Subset

What if we wanted to extract a subset of the data?

import io.github.quafadas.table.*
import scala.compiletime.constValueTuple
val datarator  =
  CSV.resource("titanic_short.csv", TypeInferrer.FromAllRows)
  .zipWithIndex.map{case (r, idx) => (origIdx = idx ) ++ r}

val data = LazyList.from(datarator)

type myCols = ("Name", "Pclass", "Ticket")

val subset = data
  .filter(_.Sex == "female")
  .columns[myCols]
val csv = subset.toCsv(includeHeaders = true, delimiter = ',', quote = '"')
// csv: Iterator[String] = non-empty iterator
os.write.over(os.pwd / "subset.csv", csv)

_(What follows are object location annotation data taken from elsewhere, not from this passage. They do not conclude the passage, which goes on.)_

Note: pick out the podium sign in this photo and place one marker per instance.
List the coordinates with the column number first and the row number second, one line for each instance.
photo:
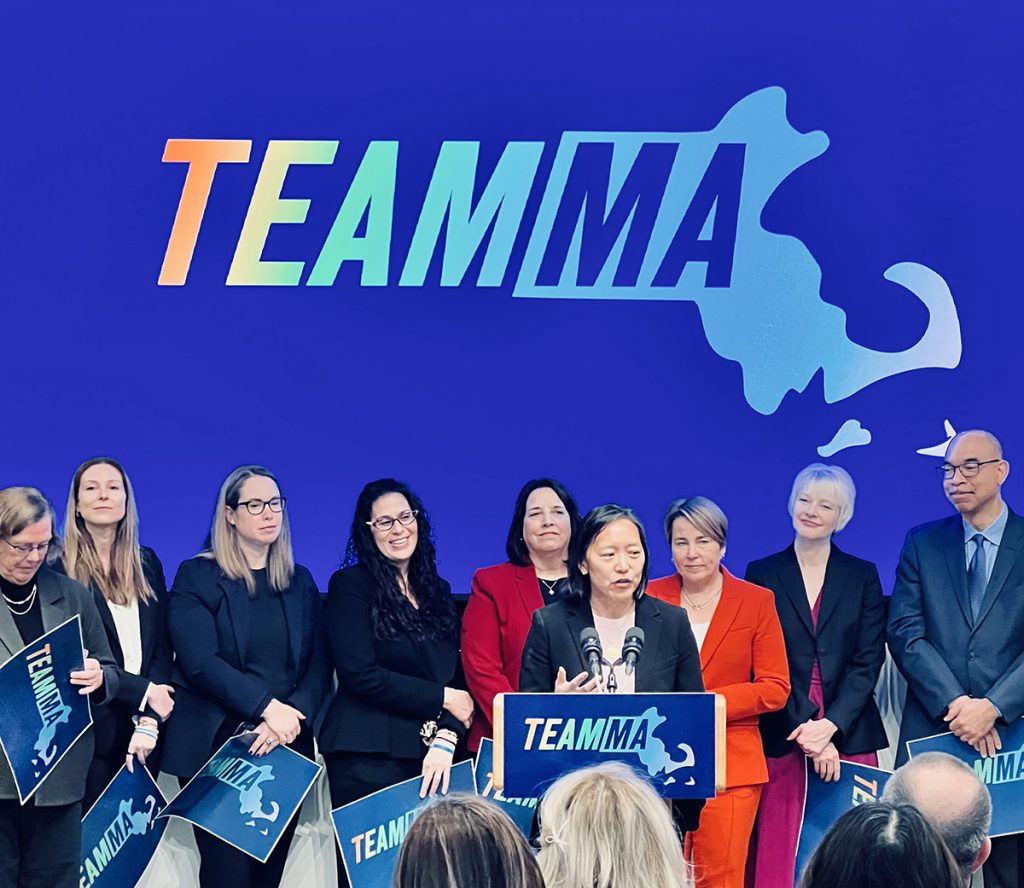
column 678, row 740
column 1003, row 773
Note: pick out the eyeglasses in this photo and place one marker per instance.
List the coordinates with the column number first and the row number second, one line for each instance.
column 256, row 507
column 386, row 522
column 26, row 549
column 969, row 468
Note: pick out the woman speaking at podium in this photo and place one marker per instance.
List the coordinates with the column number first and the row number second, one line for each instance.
column 608, row 579
column 742, row 657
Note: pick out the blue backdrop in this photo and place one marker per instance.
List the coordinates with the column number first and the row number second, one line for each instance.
column 887, row 135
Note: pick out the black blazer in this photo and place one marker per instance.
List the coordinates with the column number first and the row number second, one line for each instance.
column 113, row 723
column 208, row 620
column 387, row 688
column 59, row 599
column 670, row 662
column 849, row 645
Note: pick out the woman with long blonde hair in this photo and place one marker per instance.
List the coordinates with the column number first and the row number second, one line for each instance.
column 101, row 551
column 248, row 633
column 604, row 827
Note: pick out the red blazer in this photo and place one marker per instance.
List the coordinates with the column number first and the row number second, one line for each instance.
column 743, row 659
column 494, row 632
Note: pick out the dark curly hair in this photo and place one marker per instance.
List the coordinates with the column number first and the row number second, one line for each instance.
column 391, row 610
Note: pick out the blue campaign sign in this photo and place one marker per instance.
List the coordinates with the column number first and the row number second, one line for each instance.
column 826, row 802
column 121, row 832
column 371, row 830
column 244, row 800
column 677, row 738
column 1003, row 773
column 519, row 809
column 44, row 714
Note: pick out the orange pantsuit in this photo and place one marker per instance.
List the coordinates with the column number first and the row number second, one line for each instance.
column 742, row 659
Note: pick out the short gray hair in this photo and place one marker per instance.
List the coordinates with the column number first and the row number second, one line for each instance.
column 819, row 473
column 964, row 835
column 701, row 513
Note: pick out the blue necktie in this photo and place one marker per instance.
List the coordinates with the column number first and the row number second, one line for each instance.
column 976, row 575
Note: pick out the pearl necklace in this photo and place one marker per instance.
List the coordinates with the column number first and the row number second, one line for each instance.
column 30, row 600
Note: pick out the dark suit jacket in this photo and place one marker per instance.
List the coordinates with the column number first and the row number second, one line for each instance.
column 849, row 645
column 494, row 630
column 60, row 599
column 113, row 723
column 941, row 651
column 208, row 619
column 670, row 661
column 387, row 688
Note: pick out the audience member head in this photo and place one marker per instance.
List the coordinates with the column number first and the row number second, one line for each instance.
column 544, row 520
column 696, row 530
column 952, row 799
column 461, row 841
column 101, row 514
column 604, row 827
column 878, row 845
column 27, row 531
column 973, row 474
column 250, row 526
column 608, row 555
column 821, row 501
column 392, row 539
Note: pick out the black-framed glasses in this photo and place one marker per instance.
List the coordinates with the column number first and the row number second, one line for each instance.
column 386, row 522
column 968, row 468
column 26, row 549
column 256, row 507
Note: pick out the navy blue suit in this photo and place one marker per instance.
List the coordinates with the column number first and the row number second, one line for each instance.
column 944, row 653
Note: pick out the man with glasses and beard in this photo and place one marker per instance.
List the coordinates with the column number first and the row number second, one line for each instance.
column 956, row 620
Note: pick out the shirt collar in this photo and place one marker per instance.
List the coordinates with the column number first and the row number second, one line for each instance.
column 993, row 533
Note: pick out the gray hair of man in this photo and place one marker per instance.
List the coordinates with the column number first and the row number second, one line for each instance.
column 924, row 783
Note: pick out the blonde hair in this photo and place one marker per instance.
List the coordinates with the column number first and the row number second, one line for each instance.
column 20, row 507
column 604, row 827
column 701, row 513
column 125, row 581
column 461, row 841
column 819, row 473
column 223, row 547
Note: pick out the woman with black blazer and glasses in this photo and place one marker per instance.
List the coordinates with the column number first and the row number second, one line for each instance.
column 101, row 552
column 400, row 709
column 246, row 625
column 834, row 621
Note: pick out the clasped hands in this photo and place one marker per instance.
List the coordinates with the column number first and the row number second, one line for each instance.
column 973, row 720
column 281, row 725
column 814, row 738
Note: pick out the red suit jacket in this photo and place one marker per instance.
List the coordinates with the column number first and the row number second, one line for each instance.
column 494, row 631
column 743, row 659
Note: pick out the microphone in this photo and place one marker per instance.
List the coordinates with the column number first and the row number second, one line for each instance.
column 632, row 648
column 590, row 644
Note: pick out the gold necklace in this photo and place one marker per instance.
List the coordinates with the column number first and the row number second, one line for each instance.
column 707, row 603
column 30, row 600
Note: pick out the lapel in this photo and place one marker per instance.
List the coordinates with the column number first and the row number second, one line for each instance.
column 53, row 610
column 238, row 609
column 581, row 617
column 725, row 616
column 1006, row 558
column 10, row 638
column 112, row 631
column 648, row 618
column 956, row 562
column 792, row 582
column 294, row 601
column 832, row 594
column 527, row 587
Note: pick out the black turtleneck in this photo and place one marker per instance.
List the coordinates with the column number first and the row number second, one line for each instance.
column 30, row 625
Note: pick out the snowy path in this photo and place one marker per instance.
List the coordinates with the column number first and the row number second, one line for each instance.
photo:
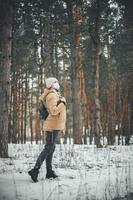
column 85, row 173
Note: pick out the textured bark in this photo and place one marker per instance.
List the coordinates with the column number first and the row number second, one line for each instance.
column 98, row 126
column 5, row 65
column 37, row 122
column 74, row 13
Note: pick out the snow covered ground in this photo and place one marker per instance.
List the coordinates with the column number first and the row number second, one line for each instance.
column 85, row 173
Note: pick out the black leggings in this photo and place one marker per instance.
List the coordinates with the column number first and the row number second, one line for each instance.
column 47, row 152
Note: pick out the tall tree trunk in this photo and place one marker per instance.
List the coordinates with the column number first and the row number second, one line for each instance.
column 74, row 13
column 6, row 10
column 96, row 98
column 37, row 122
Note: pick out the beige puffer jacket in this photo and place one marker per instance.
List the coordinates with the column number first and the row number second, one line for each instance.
column 56, row 119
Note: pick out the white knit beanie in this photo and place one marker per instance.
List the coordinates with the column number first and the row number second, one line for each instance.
column 50, row 81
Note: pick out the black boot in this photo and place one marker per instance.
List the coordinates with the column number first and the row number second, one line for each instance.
column 51, row 174
column 34, row 174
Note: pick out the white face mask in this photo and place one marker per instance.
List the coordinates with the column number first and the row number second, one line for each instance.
column 56, row 86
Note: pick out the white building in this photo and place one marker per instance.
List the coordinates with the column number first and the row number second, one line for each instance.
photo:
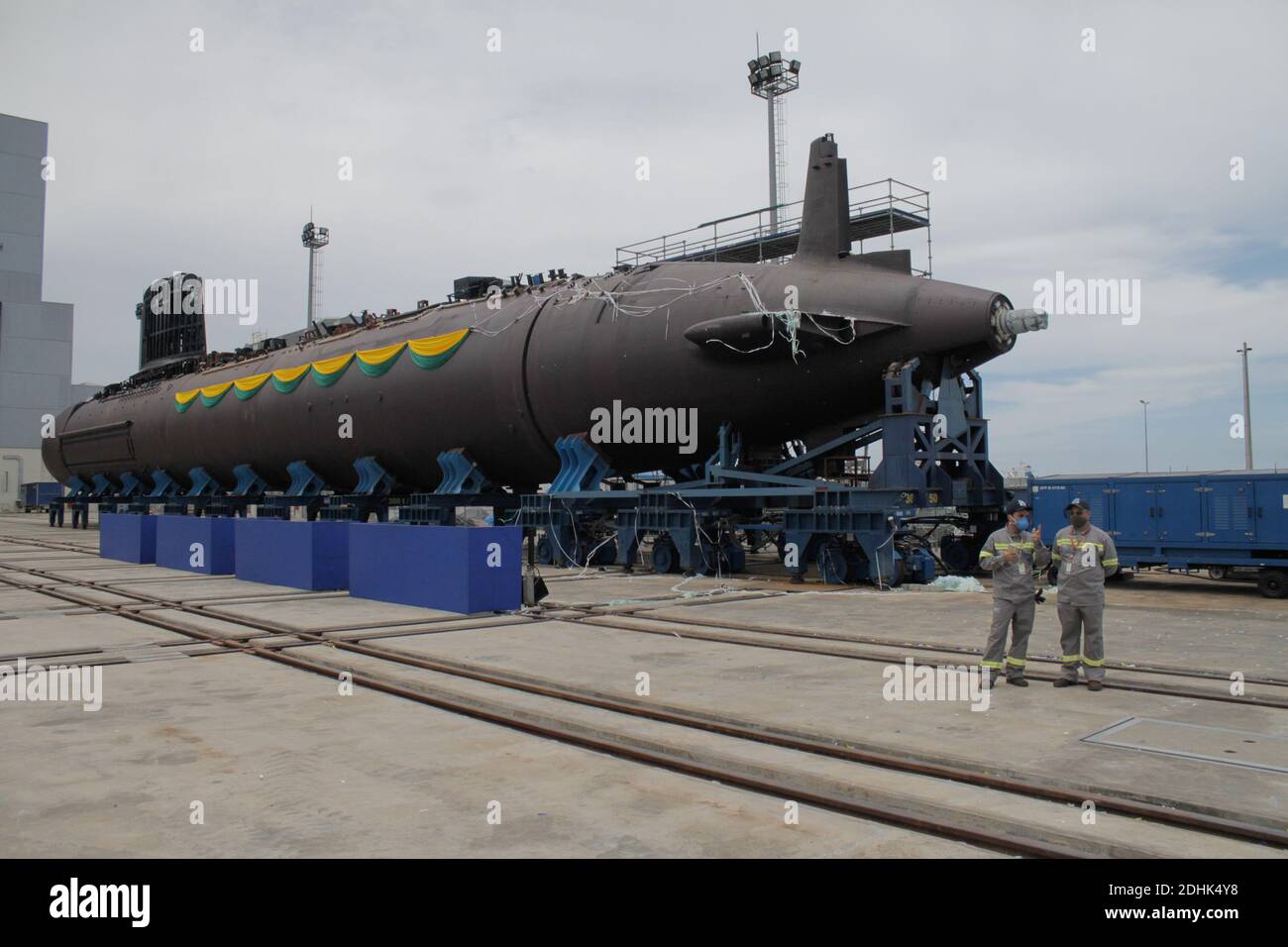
column 35, row 335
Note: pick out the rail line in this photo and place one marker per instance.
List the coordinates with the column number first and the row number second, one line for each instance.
column 1167, row 812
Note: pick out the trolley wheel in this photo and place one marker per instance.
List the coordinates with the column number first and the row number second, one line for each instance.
column 832, row 565
column 666, row 557
column 1273, row 582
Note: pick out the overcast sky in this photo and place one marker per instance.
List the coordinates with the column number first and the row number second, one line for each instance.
column 1113, row 163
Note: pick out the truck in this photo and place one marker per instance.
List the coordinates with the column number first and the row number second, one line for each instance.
column 1222, row 521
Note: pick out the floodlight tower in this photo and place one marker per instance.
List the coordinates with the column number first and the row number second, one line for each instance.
column 314, row 239
column 771, row 77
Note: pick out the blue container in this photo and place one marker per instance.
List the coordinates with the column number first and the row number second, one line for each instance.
column 1184, row 521
column 196, row 544
column 454, row 569
column 128, row 536
column 303, row 556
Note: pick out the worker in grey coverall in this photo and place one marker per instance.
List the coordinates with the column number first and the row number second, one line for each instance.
column 1087, row 557
column 1012, row 554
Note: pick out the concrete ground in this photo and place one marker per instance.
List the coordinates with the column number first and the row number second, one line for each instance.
column 278, row 762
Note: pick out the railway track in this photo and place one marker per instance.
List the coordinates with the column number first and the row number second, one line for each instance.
column 990, row 835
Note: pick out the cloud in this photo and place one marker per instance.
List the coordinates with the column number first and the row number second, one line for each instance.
column 1104, row 165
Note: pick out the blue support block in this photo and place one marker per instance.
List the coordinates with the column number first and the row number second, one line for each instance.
column 303, row 556
column 454, row 569
column 128, row 536
column 196, row 544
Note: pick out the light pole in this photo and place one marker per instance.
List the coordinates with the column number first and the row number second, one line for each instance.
column 1247, row 411
column 769, row 77
column 1146, row 433
column 313, row 239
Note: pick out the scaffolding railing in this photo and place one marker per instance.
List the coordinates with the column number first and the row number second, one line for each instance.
column 879, row 210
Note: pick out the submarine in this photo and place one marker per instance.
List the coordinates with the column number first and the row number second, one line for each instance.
column 787, row 354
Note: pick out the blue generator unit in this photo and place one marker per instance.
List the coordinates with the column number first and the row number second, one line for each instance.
column 1218, row 521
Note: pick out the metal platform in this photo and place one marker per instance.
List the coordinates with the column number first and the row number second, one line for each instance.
column 877, row 210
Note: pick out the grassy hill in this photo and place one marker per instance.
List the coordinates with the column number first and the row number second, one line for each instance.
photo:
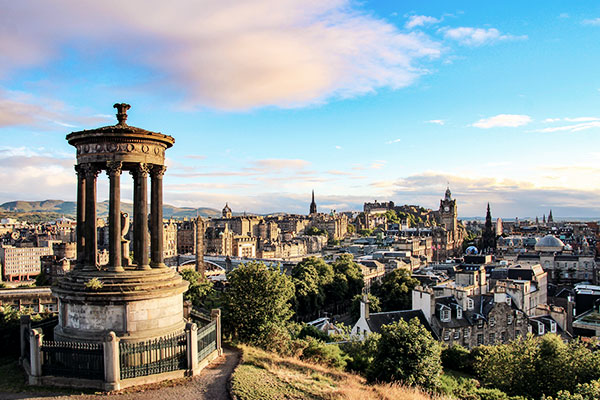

This materialises the entire CSV in memory. It would also be possible to write a simple streaming transformation using similar constructs.

Streaming

One may stream a transformation to another file with relative ease.

val csvStrings: Iterator[String] = datarator
  .filter(_.Sex == "female")
  .columns[myCols]
  .toCsv(includeHeaders = true, delimiter = ',', quote = '"')

val fileStream = os.write.outputStream(os.pwd / "test.csv")

csvStrings.foreach{s =>
  fileStream.write(s.getBytes)
  fileStream.write('\n')
}